# Create a Dataset of Images

Key outcome: create our own image dataset that we can use to train a model to differentiate between whatever images we choose. In this case, I'll be grabbing images of the abominable snowman, and the friendly snowman Olaf from Disney's Frozen for my nieces.     

Based on tutorial by Francisco Ingham and Jeremy Howard, inspired by [Adrian Rosebrock](https://www.pyimagesearch.com/2017/12/04/how-to-create-a-deep-learning-dataset-using-google-images/)*

In [0]:
from fastai.vision import *

## Get a list of URLs

### Search and scroll
Step 1: Using [Google Images](http://images.google.com) first search for images of Olaf. Repeat this process later to get images of the abominable snowman. The more specific the search, the less pruning you'll need to do later. To make the search more specific, put things you want to exclude, for example for Eurasian wolf images, "canis lupus lupus", exclude other variants like so: "canis lupus lupus" -dog -arctos -familiaris -baileyi -occidentalis. You can  limit your results to show only photos by clicking on Tools and selecting Photos from the Type dropdown, but Olaf is a character in a cartoon movie, so we'll keep that filter off.   

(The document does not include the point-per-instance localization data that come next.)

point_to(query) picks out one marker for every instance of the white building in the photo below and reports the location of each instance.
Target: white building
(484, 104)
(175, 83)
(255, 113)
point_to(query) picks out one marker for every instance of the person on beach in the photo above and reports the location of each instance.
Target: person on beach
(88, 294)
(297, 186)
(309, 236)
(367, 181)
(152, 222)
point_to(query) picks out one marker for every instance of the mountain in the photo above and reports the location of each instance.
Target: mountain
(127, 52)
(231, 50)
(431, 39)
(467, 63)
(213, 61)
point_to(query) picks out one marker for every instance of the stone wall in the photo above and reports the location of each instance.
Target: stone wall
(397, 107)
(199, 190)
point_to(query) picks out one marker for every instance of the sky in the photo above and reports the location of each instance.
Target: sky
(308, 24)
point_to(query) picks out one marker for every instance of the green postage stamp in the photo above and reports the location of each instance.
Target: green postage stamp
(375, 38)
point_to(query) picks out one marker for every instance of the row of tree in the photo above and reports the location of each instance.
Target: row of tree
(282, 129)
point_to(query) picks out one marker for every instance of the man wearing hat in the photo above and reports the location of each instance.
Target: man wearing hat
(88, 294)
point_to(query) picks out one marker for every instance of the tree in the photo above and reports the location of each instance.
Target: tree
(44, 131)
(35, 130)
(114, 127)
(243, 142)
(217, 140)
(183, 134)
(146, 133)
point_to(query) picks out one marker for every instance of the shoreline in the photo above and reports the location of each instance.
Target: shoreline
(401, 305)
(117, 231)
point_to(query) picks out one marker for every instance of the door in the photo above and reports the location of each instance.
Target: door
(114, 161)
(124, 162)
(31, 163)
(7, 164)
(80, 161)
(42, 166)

Step 2: Scroll down until we've seen all the images we want to download, or the 'Show more results' button. All the images we scrolled past are now available to download. I want a few more so, I clicked on the button scrolled to the bottom. The max number of images Google Images shows is 700.

### Download URLs of images

Now let's run some Javascript code in the browser to save the URLs of all the images.

Step 3: One the page with the image search results, open the javascript console' by pressing CtrlShiftJ in Windows/Linux and CmdOptJ in Mac.

Step 4: Paste the JavaScript commands below into the console window to get the urls of each of the images.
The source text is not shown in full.